Discovering This Old House

I sat there on my new toilet (lid down) staring at the wall, trying to think good thoughts. So maybe the lady owned and wore diamond rings, and the rings slipped off while she was doing dishes or washing her hands and dropped down the drains. This would account for both the kitchen and bathroom sink pipes being disconnected and lying about. Perhaps they kept some kind of endangered species in the bathtub? I hear the otters are trouble again. How else could there be so much water damage on the floors, walls and the bathroom ceiling?  There was murky, standing water in the bathtub that would not drain when I bought this pitiful fixer-upper.

And the old, calcified toilet? Just a little humor on their part, because it flushed so slowly, probably anyone using the shower in the other bathroom in the back of the house, at a slightly lower elevation, lost water pressure for quite a bit. Then, when the sewage started coming up through the drain, well, the expression on the fleeing showerer’s face was no doubt priceless…

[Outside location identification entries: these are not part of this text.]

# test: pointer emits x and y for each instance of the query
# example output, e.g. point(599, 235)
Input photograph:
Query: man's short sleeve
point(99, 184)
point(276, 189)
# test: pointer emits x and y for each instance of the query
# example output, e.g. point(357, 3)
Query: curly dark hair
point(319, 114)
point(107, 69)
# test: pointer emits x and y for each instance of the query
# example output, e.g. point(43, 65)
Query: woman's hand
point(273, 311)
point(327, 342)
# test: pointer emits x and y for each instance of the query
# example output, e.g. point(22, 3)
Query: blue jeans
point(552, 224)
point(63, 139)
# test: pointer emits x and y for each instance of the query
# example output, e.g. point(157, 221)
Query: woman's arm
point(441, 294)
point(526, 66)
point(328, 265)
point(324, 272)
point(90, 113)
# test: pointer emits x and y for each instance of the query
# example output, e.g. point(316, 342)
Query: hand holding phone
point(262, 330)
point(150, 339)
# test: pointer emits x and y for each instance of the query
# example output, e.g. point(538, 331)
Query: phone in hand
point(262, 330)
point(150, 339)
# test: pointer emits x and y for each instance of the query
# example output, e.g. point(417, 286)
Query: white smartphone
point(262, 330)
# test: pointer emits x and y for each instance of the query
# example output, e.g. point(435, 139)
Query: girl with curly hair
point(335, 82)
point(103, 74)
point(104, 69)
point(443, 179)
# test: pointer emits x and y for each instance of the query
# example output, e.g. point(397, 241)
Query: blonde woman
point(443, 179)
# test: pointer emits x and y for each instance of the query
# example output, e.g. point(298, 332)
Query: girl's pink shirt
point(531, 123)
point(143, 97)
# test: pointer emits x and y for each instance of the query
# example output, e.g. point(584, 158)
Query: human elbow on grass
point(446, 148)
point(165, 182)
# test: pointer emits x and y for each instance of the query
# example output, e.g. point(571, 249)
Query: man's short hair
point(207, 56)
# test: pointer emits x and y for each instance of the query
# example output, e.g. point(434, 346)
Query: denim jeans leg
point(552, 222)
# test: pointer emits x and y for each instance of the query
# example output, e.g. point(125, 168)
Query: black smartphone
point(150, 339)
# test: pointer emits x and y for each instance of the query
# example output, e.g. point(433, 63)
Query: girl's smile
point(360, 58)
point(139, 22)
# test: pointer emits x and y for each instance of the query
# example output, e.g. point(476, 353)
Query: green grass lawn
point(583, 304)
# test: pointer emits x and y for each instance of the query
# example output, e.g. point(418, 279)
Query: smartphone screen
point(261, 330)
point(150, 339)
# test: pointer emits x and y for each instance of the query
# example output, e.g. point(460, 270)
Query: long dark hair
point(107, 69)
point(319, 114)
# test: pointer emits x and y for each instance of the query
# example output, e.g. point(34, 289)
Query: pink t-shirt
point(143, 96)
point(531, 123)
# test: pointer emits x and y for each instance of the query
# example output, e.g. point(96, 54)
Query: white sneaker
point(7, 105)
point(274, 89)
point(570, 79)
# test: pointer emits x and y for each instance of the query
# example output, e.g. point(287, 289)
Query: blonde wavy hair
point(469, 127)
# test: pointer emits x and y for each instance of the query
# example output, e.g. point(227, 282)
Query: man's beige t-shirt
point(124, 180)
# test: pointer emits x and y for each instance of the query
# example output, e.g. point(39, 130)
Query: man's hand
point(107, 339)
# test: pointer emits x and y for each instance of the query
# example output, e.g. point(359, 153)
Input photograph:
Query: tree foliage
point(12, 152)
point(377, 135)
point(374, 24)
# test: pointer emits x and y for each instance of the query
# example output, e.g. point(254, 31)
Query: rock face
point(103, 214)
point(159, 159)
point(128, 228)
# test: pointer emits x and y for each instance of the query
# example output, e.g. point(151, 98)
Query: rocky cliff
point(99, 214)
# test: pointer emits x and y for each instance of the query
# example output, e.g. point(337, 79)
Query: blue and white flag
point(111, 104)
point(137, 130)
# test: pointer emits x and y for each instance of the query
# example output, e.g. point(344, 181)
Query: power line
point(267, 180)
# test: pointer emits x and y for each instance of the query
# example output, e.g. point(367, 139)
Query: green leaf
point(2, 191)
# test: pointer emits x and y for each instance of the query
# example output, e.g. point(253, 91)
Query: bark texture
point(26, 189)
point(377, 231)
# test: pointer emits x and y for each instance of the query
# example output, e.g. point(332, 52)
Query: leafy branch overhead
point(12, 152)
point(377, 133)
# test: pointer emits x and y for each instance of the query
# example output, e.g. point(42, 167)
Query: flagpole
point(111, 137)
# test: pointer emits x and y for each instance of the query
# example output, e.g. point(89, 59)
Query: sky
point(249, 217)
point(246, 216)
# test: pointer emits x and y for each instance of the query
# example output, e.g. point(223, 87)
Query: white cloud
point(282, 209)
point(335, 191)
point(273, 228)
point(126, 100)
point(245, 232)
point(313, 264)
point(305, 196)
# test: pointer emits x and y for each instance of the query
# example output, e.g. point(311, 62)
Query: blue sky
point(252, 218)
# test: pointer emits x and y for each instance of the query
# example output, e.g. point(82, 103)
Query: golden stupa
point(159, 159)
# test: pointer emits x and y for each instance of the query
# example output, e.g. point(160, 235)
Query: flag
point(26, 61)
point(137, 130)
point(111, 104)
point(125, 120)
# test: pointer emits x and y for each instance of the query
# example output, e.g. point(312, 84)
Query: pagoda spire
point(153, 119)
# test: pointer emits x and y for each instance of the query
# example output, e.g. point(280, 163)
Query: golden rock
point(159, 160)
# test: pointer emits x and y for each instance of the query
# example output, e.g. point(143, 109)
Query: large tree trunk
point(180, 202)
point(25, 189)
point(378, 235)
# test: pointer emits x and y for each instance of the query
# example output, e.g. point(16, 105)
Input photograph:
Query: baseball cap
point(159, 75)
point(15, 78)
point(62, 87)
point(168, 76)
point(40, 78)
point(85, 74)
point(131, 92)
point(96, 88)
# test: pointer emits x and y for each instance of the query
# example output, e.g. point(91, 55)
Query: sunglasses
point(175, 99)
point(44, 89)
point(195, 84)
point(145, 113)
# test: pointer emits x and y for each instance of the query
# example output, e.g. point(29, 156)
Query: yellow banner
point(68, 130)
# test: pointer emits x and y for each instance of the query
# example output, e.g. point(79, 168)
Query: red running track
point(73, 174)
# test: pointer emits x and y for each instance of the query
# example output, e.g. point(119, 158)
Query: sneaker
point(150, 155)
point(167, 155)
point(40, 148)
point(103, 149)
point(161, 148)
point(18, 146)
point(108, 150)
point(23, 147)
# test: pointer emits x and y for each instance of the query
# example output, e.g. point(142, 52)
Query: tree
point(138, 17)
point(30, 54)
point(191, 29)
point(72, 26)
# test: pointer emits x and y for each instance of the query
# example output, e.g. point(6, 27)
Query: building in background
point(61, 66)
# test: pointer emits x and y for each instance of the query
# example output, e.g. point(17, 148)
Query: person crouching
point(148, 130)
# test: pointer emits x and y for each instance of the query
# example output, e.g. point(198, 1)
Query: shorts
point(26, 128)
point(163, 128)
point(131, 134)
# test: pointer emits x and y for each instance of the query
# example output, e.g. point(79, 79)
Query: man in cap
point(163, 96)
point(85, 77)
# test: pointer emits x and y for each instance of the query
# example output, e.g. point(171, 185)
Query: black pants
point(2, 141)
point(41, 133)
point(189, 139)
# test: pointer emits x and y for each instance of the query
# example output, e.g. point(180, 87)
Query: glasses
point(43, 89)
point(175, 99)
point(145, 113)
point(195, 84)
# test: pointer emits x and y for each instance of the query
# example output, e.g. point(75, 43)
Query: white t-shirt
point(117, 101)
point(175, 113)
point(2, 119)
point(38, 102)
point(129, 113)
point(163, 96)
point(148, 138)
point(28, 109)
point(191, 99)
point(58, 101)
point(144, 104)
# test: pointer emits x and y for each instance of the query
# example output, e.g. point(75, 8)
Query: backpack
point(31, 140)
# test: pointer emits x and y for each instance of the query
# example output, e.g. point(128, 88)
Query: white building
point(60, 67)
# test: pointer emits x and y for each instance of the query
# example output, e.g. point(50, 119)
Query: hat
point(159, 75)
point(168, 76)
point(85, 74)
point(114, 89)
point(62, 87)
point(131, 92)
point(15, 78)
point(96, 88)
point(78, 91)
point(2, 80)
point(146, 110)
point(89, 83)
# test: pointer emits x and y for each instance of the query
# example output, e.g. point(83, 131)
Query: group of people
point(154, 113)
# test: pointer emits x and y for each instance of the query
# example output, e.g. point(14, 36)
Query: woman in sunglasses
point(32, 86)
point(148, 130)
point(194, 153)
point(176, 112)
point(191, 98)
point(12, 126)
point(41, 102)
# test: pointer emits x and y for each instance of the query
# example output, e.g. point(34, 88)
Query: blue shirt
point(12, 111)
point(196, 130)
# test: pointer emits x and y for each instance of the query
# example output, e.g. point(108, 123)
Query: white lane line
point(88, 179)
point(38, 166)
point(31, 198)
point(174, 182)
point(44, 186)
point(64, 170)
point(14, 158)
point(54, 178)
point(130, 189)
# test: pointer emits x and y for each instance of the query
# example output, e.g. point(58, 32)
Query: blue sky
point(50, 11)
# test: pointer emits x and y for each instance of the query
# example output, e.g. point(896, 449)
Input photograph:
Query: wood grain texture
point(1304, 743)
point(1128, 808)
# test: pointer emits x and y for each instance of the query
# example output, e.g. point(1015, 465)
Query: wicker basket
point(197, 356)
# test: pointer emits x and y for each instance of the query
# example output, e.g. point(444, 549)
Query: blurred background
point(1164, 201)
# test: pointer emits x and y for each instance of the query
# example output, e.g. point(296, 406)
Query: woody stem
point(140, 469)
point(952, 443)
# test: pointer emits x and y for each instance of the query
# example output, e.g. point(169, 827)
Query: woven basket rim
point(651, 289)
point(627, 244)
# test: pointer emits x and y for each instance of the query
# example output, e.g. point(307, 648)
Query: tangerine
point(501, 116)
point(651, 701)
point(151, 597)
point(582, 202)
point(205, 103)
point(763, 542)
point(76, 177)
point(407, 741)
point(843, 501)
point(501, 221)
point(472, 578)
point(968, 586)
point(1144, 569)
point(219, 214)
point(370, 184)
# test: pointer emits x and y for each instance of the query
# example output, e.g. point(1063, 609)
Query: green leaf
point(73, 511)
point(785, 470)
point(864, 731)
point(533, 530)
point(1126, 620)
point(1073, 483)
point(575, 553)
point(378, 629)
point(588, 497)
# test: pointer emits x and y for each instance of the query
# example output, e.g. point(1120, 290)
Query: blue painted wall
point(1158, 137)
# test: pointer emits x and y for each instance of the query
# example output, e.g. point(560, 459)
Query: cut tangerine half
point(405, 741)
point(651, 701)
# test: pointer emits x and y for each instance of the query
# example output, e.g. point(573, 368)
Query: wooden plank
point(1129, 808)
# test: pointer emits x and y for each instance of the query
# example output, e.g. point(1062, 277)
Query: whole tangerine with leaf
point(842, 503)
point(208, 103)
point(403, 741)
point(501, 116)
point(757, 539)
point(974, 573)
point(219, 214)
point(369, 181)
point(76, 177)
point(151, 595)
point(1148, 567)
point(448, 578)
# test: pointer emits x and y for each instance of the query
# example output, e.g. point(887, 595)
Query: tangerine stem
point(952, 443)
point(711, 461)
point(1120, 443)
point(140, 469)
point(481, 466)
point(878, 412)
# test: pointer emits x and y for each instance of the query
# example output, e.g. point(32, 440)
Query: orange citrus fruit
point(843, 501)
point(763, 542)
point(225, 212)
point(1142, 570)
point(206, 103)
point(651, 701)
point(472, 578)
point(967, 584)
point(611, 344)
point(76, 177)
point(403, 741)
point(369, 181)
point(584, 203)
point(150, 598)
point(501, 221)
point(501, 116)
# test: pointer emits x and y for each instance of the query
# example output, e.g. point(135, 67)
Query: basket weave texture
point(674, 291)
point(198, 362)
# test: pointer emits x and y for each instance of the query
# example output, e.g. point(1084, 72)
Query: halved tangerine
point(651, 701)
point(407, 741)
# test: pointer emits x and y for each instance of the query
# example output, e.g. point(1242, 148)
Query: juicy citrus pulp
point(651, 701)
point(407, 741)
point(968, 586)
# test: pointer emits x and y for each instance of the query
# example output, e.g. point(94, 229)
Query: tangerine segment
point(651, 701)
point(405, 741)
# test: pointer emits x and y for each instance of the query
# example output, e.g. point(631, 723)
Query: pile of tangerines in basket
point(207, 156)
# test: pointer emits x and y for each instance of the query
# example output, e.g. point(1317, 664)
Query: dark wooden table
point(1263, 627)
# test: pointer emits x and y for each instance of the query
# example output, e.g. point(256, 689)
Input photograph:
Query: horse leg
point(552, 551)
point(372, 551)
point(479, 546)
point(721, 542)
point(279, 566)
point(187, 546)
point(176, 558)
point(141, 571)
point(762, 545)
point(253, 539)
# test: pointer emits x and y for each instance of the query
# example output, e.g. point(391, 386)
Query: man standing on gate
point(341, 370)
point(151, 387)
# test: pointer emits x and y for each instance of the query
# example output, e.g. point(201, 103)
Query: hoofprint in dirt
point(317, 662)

It took a plumber and his assistant one day and the equivalent of probably one month’s rent the owner had not been willing to spend to repair the whole mess. Then, because the front bedroom had no closet, some former tenants took it upon themselves to build one—into the bathroom. Now, upon entering the bathroom, one faced a blank wall. A turn to the right would point one in the direction of the toilet; a couple of steps and a sharp turn left took one to the sink. Between these two features was the tub. This L configuration was awkward and ugly. And the built-in closet was poorly constructed. It didn’t take much effort to tear it out which I had done.

The party who boarded up the big old bathroom window, replaced it with an ugly little aluminum-framed sliding window which destroyed the symmetry of the house from the outside. I tore that out as well and now had a lovely big open hole in the bathroom wall.

I had also ripped out some of the water-warped wall paneling under which was more water-warped paneling. Who in their right mind would install tin tiles in a bathroom? Tin rusts, as was clearly evident. I am not thinking good thoughts.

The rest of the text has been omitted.